Through our research for Volume XIII of Protiviti’s Internal Auditing Around the World®, we learned that the internal audit leaders in many of the organisations already auditing, or that intend to audit, their risk culture are taking great pains to create methodologies, frameworks and processes that can give structure to the abstract.

Some internal audit groups are taking incremental steps toward formalising an approach to assessing and monitoring risk culture. Some have modified their quarterly enterprise risk management dashboard to include a specific line for culture. Other internal audit departments look to their organisation’s guiding principles and core values – as well as its ‘tone at the top’ – to help give structure to their process for auditing culture.

Several of the leaders we interviewed said they recognised early the importance of examining and strengthening the culture within the internal audit function before moving to assess the culture elsewhere in the organisation.

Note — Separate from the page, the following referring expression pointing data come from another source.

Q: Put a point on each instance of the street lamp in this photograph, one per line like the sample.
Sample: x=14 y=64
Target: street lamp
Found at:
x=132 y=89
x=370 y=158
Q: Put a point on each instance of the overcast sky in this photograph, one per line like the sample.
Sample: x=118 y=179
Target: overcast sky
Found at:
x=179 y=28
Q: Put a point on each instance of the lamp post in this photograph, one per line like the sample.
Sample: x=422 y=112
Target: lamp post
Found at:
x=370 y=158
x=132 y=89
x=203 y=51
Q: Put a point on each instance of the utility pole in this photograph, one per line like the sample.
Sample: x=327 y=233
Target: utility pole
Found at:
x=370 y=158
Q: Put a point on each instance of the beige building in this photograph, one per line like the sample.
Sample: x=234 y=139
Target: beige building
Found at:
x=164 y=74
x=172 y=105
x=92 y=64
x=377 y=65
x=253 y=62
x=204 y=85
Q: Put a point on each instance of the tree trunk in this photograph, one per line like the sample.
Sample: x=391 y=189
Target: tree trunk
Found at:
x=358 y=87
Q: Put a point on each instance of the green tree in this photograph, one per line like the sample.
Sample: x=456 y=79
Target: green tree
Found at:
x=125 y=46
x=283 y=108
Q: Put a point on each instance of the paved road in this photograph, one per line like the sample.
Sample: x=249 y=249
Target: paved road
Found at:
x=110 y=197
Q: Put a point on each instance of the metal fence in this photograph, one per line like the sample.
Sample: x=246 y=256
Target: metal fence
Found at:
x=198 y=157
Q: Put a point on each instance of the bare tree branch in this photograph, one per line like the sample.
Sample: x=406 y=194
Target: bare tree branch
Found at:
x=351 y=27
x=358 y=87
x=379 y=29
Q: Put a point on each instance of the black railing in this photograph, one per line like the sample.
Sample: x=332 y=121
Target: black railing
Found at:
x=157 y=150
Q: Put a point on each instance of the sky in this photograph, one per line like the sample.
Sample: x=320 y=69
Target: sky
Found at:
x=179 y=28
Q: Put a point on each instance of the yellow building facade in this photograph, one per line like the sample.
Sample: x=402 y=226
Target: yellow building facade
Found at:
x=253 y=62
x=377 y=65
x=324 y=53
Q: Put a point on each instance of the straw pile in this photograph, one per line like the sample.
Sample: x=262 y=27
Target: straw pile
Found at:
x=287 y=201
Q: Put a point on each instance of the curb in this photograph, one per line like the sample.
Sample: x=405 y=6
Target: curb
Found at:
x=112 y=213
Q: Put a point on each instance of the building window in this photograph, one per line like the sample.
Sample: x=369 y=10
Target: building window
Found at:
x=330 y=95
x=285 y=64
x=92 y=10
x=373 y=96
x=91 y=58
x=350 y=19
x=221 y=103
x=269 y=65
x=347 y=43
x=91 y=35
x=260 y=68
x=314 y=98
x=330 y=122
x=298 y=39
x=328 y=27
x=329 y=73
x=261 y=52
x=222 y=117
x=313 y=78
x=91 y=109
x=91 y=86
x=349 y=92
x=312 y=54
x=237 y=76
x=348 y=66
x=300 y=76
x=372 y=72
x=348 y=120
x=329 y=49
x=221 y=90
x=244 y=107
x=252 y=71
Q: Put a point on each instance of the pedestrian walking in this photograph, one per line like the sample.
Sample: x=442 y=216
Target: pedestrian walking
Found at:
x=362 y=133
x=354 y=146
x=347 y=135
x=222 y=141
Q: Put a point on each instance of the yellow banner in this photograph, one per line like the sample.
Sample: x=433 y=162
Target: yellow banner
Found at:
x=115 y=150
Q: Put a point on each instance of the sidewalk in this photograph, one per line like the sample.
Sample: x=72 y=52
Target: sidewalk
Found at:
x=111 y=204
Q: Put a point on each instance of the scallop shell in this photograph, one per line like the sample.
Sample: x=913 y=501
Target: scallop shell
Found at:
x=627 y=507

The right approach takes time

A company’s culture may be abstract, but one thing is clear from an internal audit perspective: developing the right approach for auditing an organisation’s risk culture takes time and careful planning. And for any business, the value of undertaking this process is developing a better understanding of the cultural causes that create risk – in short, human behaviours. Ironically, it is the internal audit function – the objective eye of the organisation – that is uniquely qualified to bring a ‘systematic, disciplined approach’ to a potentially subjective process.

We hope that the profiles in Protiviti’s Internal Auditing Around the World provide valuable insight on how an organisation can approach auditing its risk culture. It is a new frontier for many internal auditors. But just like partnering effectively across the organisation and working in a collaborative environment, it is a challenge worth conquering.